The Beinecke Library's sunken courtyard, visible but not accessible from the plaza, contains Isamu Noguchi's sculpture The Garden (Pyramid, Sun, and Cube). The three marble sculptures represent time, the sun, and chance. Alexander Calder's sculpture Gallows and Lollipops stands on the plaza. The Claes Oldenburg sculpture Lipstick (Ascending) on Caterpillar Tracks (now located in the Yale University Art Gallery Sculpture Garden) was once on the plaza.

==Use==

As the symbolic heart of the university—and as the space in front of the administration building—Beinecke Plaza is occasionally the site of rallies and protests. These have included labor rallies held by the Federation of Hospital and University Employees and their supporters. Student protests have included a 16-day occupation of the plaza by Students Against Sweatshops in support of an ethical licensing policy (spring 2002). Most notable was the 1986 construction of a shanty-town erected to demand Yale's divestment from apartheid South Africa. After students erected the shanty-town, designed to mimic a Soweto shanty and named after Winnie Mandela, the university administration ordered its removal and demolished it. The destruction of the shanty-town, which required the arrest of dozens of protesters, unleashed an outpouring of anger and demands that the shanty-town be recreated. Eventually the university relented and the town was resurrected, only to be burned down by an irate alumnus two years later and replaced by a "memorial wall".
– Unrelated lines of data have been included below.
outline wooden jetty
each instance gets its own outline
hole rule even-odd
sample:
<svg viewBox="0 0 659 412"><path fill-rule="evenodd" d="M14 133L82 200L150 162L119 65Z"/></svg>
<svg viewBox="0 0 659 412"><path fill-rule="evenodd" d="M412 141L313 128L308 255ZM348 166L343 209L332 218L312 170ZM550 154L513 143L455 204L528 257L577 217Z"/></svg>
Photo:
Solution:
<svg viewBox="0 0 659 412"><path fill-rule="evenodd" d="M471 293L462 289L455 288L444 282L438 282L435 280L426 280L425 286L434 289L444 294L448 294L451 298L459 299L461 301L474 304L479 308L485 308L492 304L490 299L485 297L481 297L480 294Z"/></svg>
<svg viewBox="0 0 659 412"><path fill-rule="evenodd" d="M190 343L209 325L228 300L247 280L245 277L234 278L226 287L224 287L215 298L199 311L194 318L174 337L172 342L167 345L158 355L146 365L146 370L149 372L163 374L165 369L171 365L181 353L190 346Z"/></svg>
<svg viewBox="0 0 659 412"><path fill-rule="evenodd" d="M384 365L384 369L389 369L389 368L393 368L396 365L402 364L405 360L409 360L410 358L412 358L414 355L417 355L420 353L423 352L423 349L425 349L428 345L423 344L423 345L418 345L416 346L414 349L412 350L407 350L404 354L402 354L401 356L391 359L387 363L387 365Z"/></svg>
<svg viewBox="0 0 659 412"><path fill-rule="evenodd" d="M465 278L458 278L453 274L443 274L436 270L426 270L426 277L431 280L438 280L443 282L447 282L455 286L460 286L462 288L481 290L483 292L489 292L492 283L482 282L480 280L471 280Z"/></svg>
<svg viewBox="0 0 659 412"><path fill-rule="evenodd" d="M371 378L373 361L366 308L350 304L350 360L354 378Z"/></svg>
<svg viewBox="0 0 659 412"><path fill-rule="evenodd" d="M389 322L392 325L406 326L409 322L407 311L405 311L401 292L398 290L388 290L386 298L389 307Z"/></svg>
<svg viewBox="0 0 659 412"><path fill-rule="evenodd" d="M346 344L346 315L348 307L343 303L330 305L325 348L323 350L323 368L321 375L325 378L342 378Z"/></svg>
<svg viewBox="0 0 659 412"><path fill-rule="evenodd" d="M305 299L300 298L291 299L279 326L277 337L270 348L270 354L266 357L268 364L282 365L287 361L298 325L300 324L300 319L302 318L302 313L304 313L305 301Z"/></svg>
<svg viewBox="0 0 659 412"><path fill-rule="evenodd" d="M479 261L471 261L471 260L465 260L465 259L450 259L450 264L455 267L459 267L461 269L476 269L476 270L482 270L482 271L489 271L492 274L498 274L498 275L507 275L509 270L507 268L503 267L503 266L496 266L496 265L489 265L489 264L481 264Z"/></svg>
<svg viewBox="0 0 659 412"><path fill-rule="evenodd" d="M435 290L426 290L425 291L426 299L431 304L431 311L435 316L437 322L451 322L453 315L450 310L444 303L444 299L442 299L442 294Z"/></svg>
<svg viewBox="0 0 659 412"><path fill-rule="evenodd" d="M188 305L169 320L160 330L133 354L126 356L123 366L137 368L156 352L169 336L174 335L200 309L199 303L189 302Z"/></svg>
In April 2024, students under the moniker Occupy Beinecke maintained a weeklong daytime occupation and a weekend overnight encampment of the plaza, calling on Yale to divest its endowment from weapons manufacturers. The encampment was forcibly cleared by Yale and New Haven police after three days with 48 protesters arrested, but the protest was one of the first in a global wave of pro-Palestinian encampments on university campuses.